SPEAKER_00Oh I can see you like teaching, um, but more like very similar to um Christina, like the teacher that really inspired me, like in like kind of weaving in like that energy star. And like that's there's definitely a need for it. There's so many yoga teachers who are very much more just like like positioning or like almost like a gym, but like it kind of loses the essence of like the subtle and energy body, and I find that that's what I'm seeking most these days because it's just not offered.
SPEAKER_02That's very exciting for you.
SPEAKER_00Yeah.
SPEAKER_02So hopefully the next little while will hopefully bring more to fruition the way you want it. In terms of the the quantum healing space, the the pre and post-natal, and maybe you'd take on some of that ballet yoga teaching.
SPEAKER_00Yes.
SPEAKER_02We'll need to stay in touch, B. But for today for today, that's that was fantastic. I really appreciate your time and explaining more about B. Um we talked about the Aurelia Center, we talked a little bit about different things.
SPEAKER_00Oh beautiful. Well, thank you so much for having me for. This was so nice today.
SPEAKER_02Very, very cool. I enjoyed it. Um so today was Yoga Teacher Talking Yoga, it's a podcast where we do just that, and we've just done that now. Maybe I have another idea in the future about having a a conversation with and certainly get you back on and dive deeper into the quantum field and the realm and all that stuff.
SPEAKER_00I would love that. Absolutely love that.
SPEAKER_02Until then, Bee, thank you very much.
SPEAKER_00Thank you, Paul. Now let's stay.
SPEAKER_02We hope you enjoyed hearing about how B has combined her yoga into her midwifery, which are all the very best at Westmead the Aurelia Centre. We're delighted that our next interview will be with Sarah Bunny, who's carved out a major presence in training yoga teachers across Southeast Asia, guiding her students into their own sense of empowerment. We look forward to seeing you then. Betty was such an interesting guest, so self-aware, with a real handle on things. She had an interesting phrase in sitting in the uncomfortable. And I thought we'd let her explain that a little bit more. What did you mean by sitting with the uncomfortability?

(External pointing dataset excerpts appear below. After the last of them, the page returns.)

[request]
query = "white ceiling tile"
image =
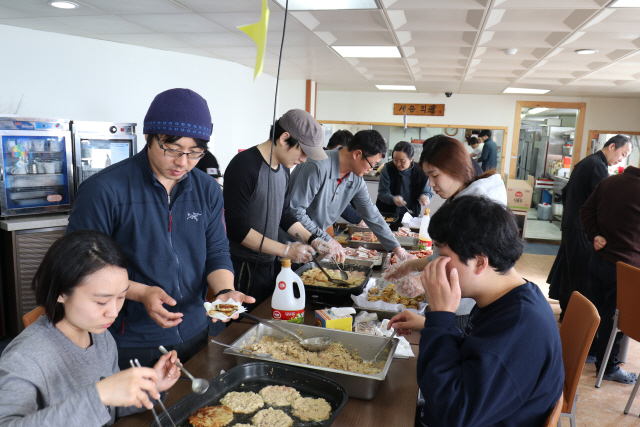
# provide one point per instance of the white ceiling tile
(41, 8)
(104, 24)
(124, 7)
(44, 24)
(176, 23)
(155, 41)
(353, 20)
(222, 6)
(228, 40)
(6, 13)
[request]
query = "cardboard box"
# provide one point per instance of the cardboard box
(327, 320)
(519, 194)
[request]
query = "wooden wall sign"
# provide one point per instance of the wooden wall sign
(418, 109)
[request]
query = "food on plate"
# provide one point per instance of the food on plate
(405, 232)
(242, 402)
(310, 409)
(364, 236)
(279, 395)
(271, 418)
(389, 294)
(335, 356)
(315, 277)
(418, 254)
(211, 416)
(362, 253)
(226, 309)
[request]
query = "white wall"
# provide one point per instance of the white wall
(78, 78)
(473, 111)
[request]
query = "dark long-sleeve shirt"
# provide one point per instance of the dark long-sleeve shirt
(587, 173)
(506, 371)
(245, 201)
(489, 157)
(613, 212)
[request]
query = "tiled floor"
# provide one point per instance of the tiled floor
(602, 407)
(541, 230)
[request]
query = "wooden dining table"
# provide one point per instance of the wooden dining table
(393, 405)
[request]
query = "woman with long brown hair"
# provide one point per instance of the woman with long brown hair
(448, 165)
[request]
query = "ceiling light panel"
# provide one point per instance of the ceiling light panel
(625, 3)
(367, 51)
(395, 87)
(328, 4)
(525, 90)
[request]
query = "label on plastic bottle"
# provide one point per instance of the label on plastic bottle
(424, 244)
(292, 316)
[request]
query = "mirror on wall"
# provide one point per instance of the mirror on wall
(393, 134)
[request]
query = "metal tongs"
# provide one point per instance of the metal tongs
(153, 411)
(337, 282)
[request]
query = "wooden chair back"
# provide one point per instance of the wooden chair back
(628, 300)
(32, 316)
(578, 328)
(554, 416)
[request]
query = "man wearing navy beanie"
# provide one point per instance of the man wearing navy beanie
(168, 218)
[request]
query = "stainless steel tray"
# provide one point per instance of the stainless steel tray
(360, 386)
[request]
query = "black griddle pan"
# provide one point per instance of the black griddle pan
(253, 377)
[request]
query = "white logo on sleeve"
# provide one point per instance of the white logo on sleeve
(194, 215)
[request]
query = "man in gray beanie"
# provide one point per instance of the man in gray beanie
(168, 218)
(255, 194)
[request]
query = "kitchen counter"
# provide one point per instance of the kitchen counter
(30, 222)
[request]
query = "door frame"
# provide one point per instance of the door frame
(577, 142)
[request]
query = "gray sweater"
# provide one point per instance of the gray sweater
(47, 380)
(317, 200)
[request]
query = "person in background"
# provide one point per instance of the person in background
(168, 219)
(477, 147)
(320, 190)
(610, 218)
(403, 184)
(570, 270)
(489, 156)
(209, 165)
(506, 367)
(340, 139)
(251, 202)
(448, 165)
(63, 368)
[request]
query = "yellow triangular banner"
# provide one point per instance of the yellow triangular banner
(258, 32)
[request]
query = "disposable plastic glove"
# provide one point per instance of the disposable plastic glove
(410, 285)
(298, 253)
(399, 201)
(402, 255)
(397, 271)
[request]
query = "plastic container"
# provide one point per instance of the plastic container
(544, 211)
(288, 298)
(424, 241)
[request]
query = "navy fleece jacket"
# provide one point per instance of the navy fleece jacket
(174, 246)
(506, 371)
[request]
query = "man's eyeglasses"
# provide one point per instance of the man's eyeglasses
(177, 153)
(370, 165)
(400, 162)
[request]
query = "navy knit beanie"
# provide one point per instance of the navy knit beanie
(180, 112)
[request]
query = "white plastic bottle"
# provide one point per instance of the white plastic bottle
(424, 241)
(285, 305)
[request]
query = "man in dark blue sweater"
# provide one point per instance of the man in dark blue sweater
(168, 219)
(506, 368)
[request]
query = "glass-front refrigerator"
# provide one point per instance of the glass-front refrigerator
(97, 145)
(35, 166)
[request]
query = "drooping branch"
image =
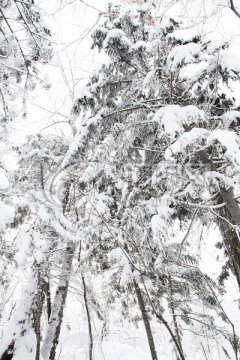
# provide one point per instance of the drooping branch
(233, 8)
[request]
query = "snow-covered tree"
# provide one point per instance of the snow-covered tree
(157, 150)
(162, 92)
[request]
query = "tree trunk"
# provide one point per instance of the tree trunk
(50, 343)
(88, 320)
(229, 220)
(145, 321)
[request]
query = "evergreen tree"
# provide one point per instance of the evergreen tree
(161, 92)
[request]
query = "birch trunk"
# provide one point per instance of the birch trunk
(145, 321)
(229, 221)
(50, 343)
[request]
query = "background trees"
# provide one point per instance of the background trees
(155, 153)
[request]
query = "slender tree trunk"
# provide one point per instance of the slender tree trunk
(38, 302)
(50, 343)
(174, 316)
(229, 220)
(145, 321)
(88, 319)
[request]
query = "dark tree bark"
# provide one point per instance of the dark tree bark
(88, 319)
(50, 343)
(145, 320)
(229, 220)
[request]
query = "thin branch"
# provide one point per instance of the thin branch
(232, 7)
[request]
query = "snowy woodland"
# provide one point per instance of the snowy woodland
(119, 180)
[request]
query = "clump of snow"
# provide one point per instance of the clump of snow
(229, 141)
(185, 140)
(184, 54)
(230, 62)
(7, 214)
(231, 117)
(173, 117)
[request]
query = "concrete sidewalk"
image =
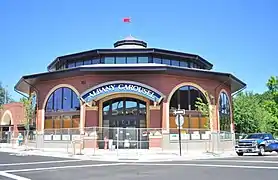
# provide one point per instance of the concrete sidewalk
(116, 155)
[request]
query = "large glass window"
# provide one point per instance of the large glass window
(87, 62)
(175, 63)
(63, 99)
(79, 63)
(71, 65)
(131, 60)
(185, 98)
(109, 60)
(224, 112)
(143, 59)
(184, 64)
(62, 109)
(157, 60)
(96, 61)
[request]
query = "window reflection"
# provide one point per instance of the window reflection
(175, 63)
(185, 98)
(143, 59)
(131, 60)
(63, 99)
(120, 60)
(87, 62)
(131, 107)
(96, 61)
(157, 60)
(109, 60)
(118, 108)
(183, 64)
(79, 63)
(71, 65)
(166, 61)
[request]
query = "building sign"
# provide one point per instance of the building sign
(121, 87)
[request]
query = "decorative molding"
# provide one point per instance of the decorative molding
(154, 107)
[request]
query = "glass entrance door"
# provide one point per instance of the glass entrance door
(123, 118)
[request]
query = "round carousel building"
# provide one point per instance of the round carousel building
(131, 87)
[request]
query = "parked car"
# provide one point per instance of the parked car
(257, 143)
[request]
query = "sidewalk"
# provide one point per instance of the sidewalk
(116, 155)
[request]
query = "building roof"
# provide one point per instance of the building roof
(26, 82)
(126, 51)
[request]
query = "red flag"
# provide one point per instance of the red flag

SPEAKER_00Mmm, so it was the first time that I had really done heated yoga, so the room would be up to like 32 degrees, and you would be doing different arsenas or different poses. Ah, and with just like the sweat dripping off your face, like oh I think I was also a bit like OCD with like cleanliness before all this. Because then with like sitting with like your face sweating, your back sweating, and then even when you're coming into like say eagle rap where your hands are like coming together, like having to touch like your sticky body was just like but reaping the benefits afterwards was just like oh turns out none of that actually matters, and what actually matters is like the practice, the focus, like it just goes beyond all of the things that you think like that aren't really all that important, and I think that that in itself was a really big lesson for me because it's like oh no, your focus is what is your drive, your focus is what creates your reality, all the other things, other opinions, other things on the side don't really matter. Yeah.